California votes on the legalization of recreational marijuana in 2016. Should the issue be decided by the masses? Hamilton would claim that lung and brain doctors and psychiatrists should decide. Hamilton would mistrust the masses.
In deciding to withdraw from Iraq or Vietnam, should we listen to military and political experts like Rumsfeld or McNamara, or to the voices of the citizens who pay the price?
Alexander Hamilton believed that property owners, those with demonstrable wealth, are more stable and reliable than people without, and even that only those with demonstrable wealth should be able to vote.
People who don’t have anything or who are debtors, he believed, are not qualified to decide for others with more at stake. Who takes better care of a house, its owners or its renters?, a modern Hamilton might ask.
Who would take a rental car for an oil change?
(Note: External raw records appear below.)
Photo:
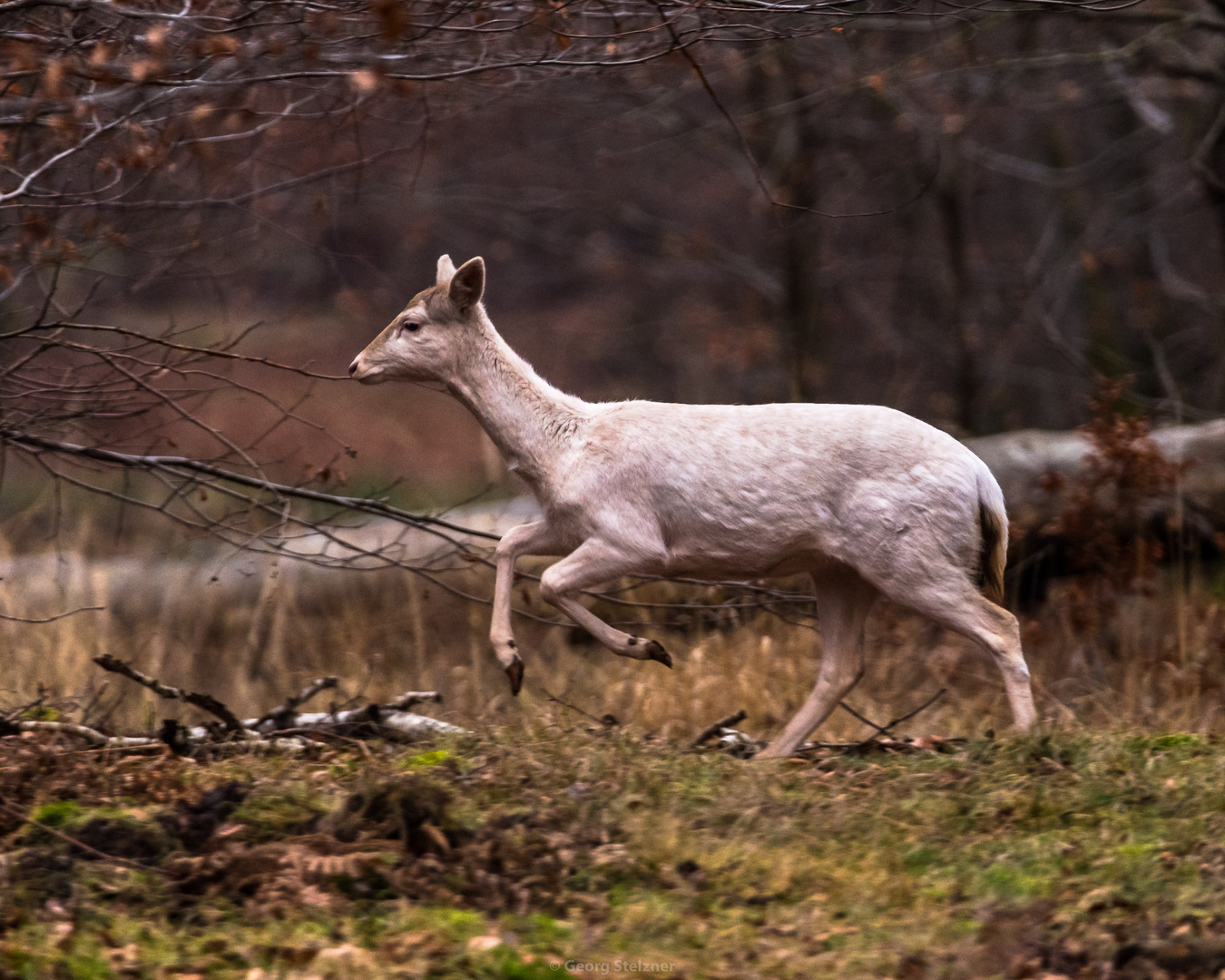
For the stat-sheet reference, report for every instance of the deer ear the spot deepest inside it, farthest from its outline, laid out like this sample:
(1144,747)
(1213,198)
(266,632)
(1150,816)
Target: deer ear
(446,270)
(468,284)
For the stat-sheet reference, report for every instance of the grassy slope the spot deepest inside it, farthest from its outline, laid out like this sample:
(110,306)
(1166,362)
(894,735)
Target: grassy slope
(1008,858)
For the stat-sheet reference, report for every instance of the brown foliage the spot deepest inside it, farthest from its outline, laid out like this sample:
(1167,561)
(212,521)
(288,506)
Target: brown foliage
(1106,521)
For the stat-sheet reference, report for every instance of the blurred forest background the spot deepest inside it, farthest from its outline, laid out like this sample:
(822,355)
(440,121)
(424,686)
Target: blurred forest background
(968,212)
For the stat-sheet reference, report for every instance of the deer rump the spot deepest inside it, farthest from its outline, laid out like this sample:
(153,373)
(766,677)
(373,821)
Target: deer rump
(748,492)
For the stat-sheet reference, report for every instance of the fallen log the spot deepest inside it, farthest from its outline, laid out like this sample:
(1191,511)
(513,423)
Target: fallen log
(283,729)
(1023,462)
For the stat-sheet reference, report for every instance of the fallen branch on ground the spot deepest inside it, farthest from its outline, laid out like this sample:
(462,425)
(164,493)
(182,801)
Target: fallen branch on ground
(207,702)
(280,729)
(717,728)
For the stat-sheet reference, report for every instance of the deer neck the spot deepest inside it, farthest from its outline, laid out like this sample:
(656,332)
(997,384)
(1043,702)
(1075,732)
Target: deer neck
(529,420)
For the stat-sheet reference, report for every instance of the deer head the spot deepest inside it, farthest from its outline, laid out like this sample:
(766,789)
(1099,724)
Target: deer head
(429,339)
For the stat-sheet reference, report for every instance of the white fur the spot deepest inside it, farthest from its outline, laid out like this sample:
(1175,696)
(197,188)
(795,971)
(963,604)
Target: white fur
(864,499)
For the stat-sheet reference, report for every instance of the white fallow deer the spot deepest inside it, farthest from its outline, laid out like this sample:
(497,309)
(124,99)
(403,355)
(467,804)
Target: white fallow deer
(865,500)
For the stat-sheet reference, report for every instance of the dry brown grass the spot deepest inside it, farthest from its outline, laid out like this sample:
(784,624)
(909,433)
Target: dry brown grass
(227,625)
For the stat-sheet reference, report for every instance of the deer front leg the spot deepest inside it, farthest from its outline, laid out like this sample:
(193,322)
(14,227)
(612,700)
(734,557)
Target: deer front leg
(592,564)
(525,539)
No one would.
Would you want airplane passengers to democratically vote upon which buttons to push in the cockpit? Or do you demand that a trained, professional pilot operate the plane?
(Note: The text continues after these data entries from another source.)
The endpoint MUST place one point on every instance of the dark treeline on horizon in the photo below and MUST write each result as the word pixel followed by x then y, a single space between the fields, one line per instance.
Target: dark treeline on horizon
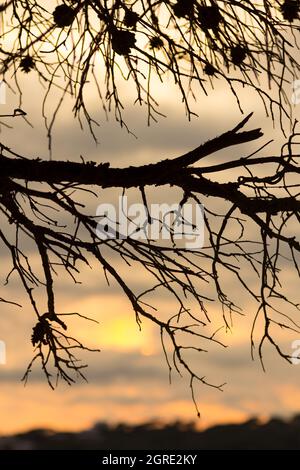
pixel 250 435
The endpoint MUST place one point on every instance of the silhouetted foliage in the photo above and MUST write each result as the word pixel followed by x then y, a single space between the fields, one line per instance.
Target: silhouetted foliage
pixel 80 43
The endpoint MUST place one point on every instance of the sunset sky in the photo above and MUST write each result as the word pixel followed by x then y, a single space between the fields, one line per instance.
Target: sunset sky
pixel 128 379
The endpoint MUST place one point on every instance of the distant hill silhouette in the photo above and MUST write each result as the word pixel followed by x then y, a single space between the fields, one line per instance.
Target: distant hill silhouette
pixel 274 434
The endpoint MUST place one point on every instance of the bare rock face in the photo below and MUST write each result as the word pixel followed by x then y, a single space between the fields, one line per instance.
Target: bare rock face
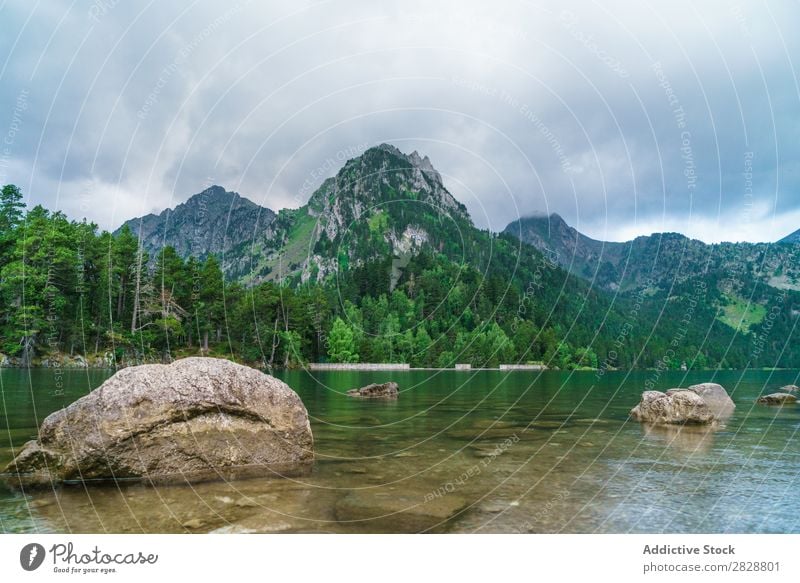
pixel 674 407
pixel 777 399
pixel 383 391
pixel 192 419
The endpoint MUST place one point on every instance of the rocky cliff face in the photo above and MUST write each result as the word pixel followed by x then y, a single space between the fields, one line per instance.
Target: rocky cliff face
pixel 214 221
pixel 383 204
pixel 661 260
Hamilton would say that popularity with the masses does not make something in the best interests of society. The masses of people might want and be willing to pay for to-the-death gladiator fights on Pay Per View. This would certainly be a popular and lucrative type of program, but it doesn’t make it good for our country.
So what do you think?
Did you learn from this post anything new about Hamilton? Subscribe to get the rest of the five-part series.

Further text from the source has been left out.